Reaching Definitions (RD): : Reaching Definitions computes, for every program point, which assignments are known not to affect the outcome of the program. It does this by looking for the assignments that are not used before their next redefinition.

This is useful for, for instance, removing non-reaching definitions.

Constant Propagation (CP): : Constant Propagations computes, for every program point, which variables are known to have a constant value in all paths leading up to that program point.

This is useful for, for instance, optimizing by converting variables
to constant values.

References

Flemming Nielson, Hanne Riis Nielson, Chris Hankin. 1999. Principles Of Program Analysis.
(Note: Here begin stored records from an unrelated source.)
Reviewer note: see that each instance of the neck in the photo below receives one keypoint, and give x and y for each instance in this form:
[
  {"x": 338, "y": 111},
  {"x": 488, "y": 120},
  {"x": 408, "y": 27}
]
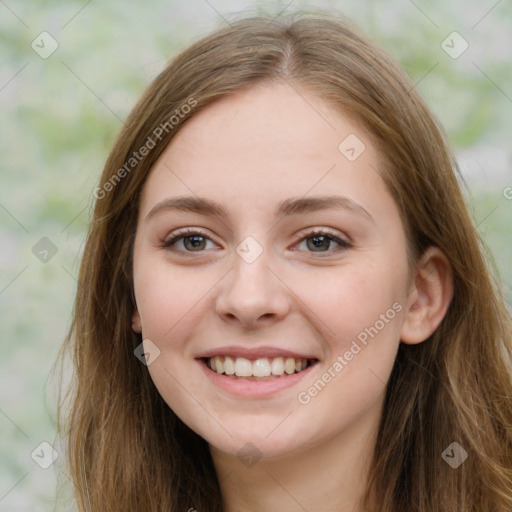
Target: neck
[{"x": 330, "y": 476}]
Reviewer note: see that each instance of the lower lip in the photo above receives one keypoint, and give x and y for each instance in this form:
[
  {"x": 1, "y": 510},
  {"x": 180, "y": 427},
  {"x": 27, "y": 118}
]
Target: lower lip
[{"x": 257, "y": 389}]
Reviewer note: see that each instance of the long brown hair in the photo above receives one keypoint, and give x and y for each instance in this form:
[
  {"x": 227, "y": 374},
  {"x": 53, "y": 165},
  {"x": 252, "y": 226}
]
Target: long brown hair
[{"x": 126, "y": 448}]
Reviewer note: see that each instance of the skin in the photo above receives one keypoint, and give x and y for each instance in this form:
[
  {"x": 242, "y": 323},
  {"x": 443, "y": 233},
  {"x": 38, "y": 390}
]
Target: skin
[{"x": 249, "y": 152}]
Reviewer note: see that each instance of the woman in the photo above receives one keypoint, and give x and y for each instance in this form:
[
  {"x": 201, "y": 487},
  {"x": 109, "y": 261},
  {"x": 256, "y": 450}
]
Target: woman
[{"x": 283, "y": 302}]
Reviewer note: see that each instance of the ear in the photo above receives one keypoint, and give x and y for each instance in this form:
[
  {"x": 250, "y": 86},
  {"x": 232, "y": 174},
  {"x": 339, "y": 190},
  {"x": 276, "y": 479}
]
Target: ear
[
  {"x": 136, "y": 322},
  {"x": 429, "y": 297}
]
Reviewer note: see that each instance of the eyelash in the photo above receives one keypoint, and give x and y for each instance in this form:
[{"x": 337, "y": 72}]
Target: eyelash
[{"x": 185, "y": 233}]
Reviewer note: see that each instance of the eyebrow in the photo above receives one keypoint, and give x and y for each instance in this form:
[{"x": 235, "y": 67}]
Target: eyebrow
[{"x": 292, "y": 206}]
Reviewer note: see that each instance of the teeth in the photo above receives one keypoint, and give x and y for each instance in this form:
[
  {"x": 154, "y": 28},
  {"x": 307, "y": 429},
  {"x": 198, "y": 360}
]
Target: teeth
[
  {"x": 261, "y": 368},
  {"x": 289, "y": 365},
  {"x": 277, "y": 366},
  {"x": 264, "y": 367},
  {"x": 229, "y": 366}
]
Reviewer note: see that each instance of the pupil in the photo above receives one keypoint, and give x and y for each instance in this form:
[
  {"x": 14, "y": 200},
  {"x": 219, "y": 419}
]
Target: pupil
[
  {"x": 195, "y": 242},
  {"x": 320, "y": 242}
]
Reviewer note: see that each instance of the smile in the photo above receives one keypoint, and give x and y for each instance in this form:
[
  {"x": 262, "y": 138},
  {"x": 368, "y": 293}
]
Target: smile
[{"x": 259, "y": 369}]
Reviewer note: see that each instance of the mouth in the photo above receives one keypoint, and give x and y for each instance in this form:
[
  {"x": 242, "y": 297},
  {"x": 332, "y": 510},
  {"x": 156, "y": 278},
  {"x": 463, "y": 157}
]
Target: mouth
[{"x": 261, "y": 369}]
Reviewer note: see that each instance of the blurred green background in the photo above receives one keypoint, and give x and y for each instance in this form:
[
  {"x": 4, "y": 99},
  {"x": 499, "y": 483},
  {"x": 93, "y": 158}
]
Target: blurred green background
[{"x": 59, "y": 116}]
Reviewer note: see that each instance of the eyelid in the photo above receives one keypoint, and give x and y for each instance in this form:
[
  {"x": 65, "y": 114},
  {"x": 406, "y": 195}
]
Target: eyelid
[
  {"x": 181, "y": 233},
  {"x": 306, "y": 233}
]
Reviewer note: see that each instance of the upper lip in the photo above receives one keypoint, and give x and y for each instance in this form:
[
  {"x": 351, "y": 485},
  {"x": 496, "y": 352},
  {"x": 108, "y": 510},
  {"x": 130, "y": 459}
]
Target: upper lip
[{"x": 253, "y": 353}]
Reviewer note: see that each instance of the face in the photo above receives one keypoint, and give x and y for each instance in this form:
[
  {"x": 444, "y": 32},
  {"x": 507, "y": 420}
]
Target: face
[{"x": 270, "y": 272}]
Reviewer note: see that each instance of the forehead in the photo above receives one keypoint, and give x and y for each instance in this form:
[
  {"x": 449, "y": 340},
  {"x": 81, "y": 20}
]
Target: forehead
[{"x": 269, "y": 142}]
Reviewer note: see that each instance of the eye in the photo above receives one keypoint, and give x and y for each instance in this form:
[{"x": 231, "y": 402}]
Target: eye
[
  {"x": 322, "y": 241},
  {"x": 187, "y": 240}
]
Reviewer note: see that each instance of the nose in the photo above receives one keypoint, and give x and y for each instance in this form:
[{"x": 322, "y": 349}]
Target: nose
[{"x": 252, "y": 294}]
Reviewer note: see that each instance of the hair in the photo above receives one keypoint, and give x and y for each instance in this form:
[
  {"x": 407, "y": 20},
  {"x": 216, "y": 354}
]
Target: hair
[{"x": 127, "y": 450}]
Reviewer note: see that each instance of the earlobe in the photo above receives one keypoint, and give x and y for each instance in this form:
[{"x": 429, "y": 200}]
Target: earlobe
[
  {"x": 136, "y": 322},
  {"x": 429, "y": 298}
]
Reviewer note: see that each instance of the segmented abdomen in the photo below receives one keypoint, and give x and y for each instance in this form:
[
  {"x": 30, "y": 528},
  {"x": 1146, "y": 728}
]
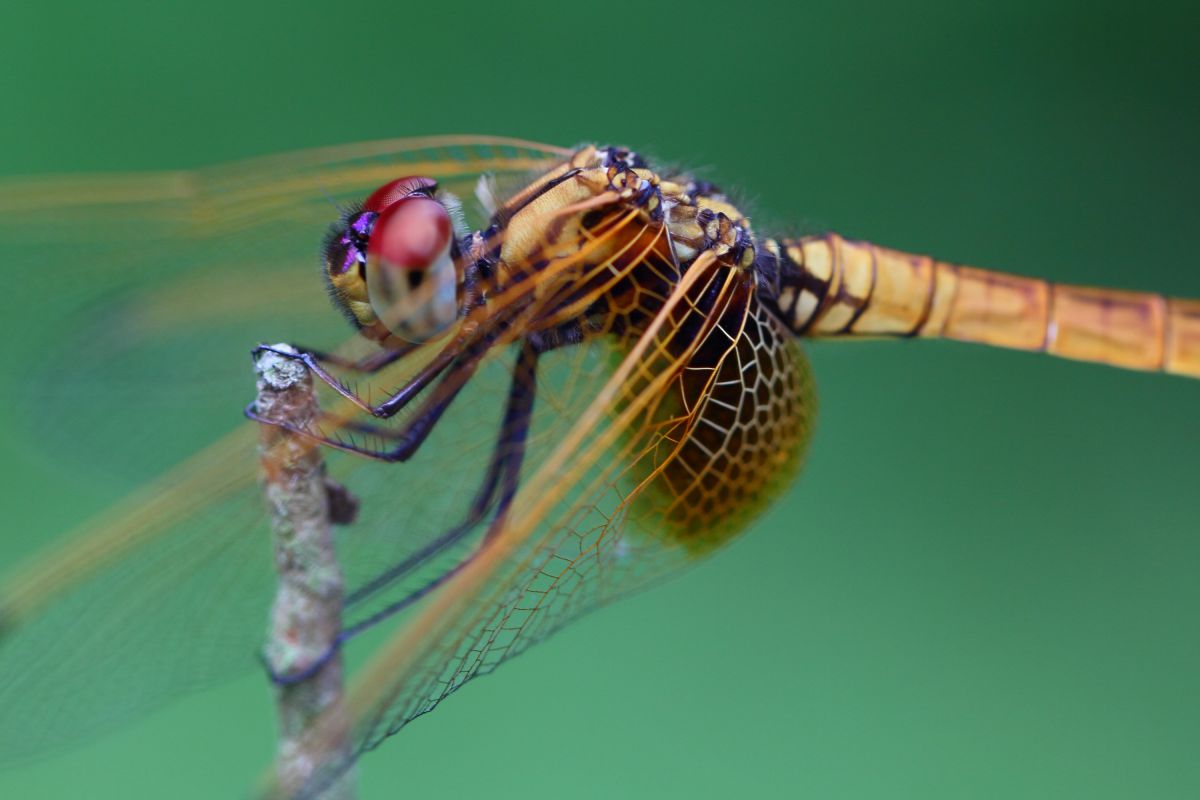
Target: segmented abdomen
[{"x": 833, "y": 287}]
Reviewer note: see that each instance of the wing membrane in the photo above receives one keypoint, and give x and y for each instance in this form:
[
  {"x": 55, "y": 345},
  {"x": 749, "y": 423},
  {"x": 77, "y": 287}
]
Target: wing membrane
[{"x": 155, "y": 288}]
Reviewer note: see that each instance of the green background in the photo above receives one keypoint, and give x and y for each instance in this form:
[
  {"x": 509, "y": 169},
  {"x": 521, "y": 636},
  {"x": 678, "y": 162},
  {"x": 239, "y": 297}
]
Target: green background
[{"x": 984, "y": 583}]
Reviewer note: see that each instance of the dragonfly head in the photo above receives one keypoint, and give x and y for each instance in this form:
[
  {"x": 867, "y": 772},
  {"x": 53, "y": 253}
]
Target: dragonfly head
[{"x": 389, "y": 263}]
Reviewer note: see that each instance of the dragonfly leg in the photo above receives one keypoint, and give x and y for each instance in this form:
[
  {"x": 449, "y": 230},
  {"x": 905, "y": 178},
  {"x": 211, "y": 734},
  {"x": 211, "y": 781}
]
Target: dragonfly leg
[
  {"x": 498, "y": 488},
  {"x": 413, "y": 433},
  {"x": 415, "y": 385},
  {"x": 366, "y": 365}
]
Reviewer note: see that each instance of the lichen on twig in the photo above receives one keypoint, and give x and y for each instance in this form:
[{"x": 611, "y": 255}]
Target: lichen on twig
[{"x": 306, "y": 615}]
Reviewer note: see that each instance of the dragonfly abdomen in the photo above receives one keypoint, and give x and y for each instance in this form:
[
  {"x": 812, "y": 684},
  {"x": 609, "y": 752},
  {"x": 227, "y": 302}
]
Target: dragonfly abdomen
[{"x": 828, "y": 286}]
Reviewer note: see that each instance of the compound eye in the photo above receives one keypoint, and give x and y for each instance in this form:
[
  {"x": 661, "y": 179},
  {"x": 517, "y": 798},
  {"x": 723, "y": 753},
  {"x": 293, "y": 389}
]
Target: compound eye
[
  {"x": 399, "y": 190},
  {"x": 412, "y": 283}
]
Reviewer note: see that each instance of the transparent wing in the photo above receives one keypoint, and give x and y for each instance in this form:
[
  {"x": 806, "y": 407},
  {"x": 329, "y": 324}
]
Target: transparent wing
[
  {"x": 616, "y": 501},
  {"x": 130, "y": 379}
]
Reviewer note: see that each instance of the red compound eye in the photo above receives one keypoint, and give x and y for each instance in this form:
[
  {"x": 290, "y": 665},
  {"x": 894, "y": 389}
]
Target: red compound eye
[
  {"x": 399, "y": 190},
  {"x": 412, "y": 281},
  {"x": 411, "y": 234}
]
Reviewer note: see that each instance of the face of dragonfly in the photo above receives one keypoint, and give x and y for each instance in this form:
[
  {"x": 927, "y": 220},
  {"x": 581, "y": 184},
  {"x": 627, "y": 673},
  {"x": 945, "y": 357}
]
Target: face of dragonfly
[{"x": 637, "y": 451}]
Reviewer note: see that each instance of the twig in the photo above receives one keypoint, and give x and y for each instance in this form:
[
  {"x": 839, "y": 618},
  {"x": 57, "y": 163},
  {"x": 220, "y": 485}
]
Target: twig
[{"x": 306, "y": 615}]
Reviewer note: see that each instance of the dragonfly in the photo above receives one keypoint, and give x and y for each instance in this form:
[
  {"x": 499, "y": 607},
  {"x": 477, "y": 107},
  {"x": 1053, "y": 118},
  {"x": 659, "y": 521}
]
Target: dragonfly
[{"x": 573, "y": 373}]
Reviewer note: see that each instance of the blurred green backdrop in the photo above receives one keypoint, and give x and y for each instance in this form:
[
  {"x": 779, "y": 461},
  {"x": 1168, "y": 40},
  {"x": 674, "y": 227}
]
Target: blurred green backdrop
[{"x": 984, "y": 584}]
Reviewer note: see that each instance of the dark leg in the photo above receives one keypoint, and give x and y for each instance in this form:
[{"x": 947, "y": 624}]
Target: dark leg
[
  {"x": 498, "y": 488},
  {"x": 449, "y": 354},
  {"x": 414, "y": 432},
  {"x": 366, "y": 365}
]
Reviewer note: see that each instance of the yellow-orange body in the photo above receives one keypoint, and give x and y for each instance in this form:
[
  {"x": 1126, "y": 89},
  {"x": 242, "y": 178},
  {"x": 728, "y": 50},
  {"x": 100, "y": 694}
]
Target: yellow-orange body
[{"x": 858, "y": 288}]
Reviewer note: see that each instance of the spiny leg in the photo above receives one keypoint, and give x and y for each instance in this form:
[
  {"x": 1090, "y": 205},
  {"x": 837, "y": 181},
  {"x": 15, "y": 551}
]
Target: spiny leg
[
  {"x": 498, "y": 488},
  {"x": 414, "y": 431}
]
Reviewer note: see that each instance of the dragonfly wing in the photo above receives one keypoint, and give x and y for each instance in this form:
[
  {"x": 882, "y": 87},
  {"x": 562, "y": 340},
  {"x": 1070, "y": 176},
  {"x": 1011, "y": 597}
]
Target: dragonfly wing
[
  {"x": 155, "y": 287},
  {"x": 595, "y": 521}
]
Springer-Verlag.

Hage, Jurriaan. 2013. “Automatic Program Analysis.” University Lecture. http://www.cs.uu.nl/docs/vakken/apa.

[1]: While BExpr are syntactically not considered statements in their own right, they are allowed under the Stmt constructor in my implementation as it greatly simplifies the implementation.

[2]: All modules in this paragraph can be found in the PROC.MF module, which is the module containing the implementation of the monotone framework.

[3]: A new module, UsedNames, has also been implemented under PROC.MF. However, as this module is only used during evaluation---and not analysis---this does not seem an appropriate time to discuss it.

[4]: In the implementation, call strings are referred to as call stacks, because their implementation more closely resembles a stack (where the top element is the latest function call).

[5]: In the implementation, plain mfp calls mfpk using maxBound as a value for k. While this is technically still a bounded analysis in terms of call string length, maxBound usually evaluates to around 2147483647, which should suffice for most practical purposes. The same holds for mop/mopk; however, since meeting over all paths with at most 2147483647 repetitions of the same program point can take... rather long, I'm assuming nobody will encounter this in practice.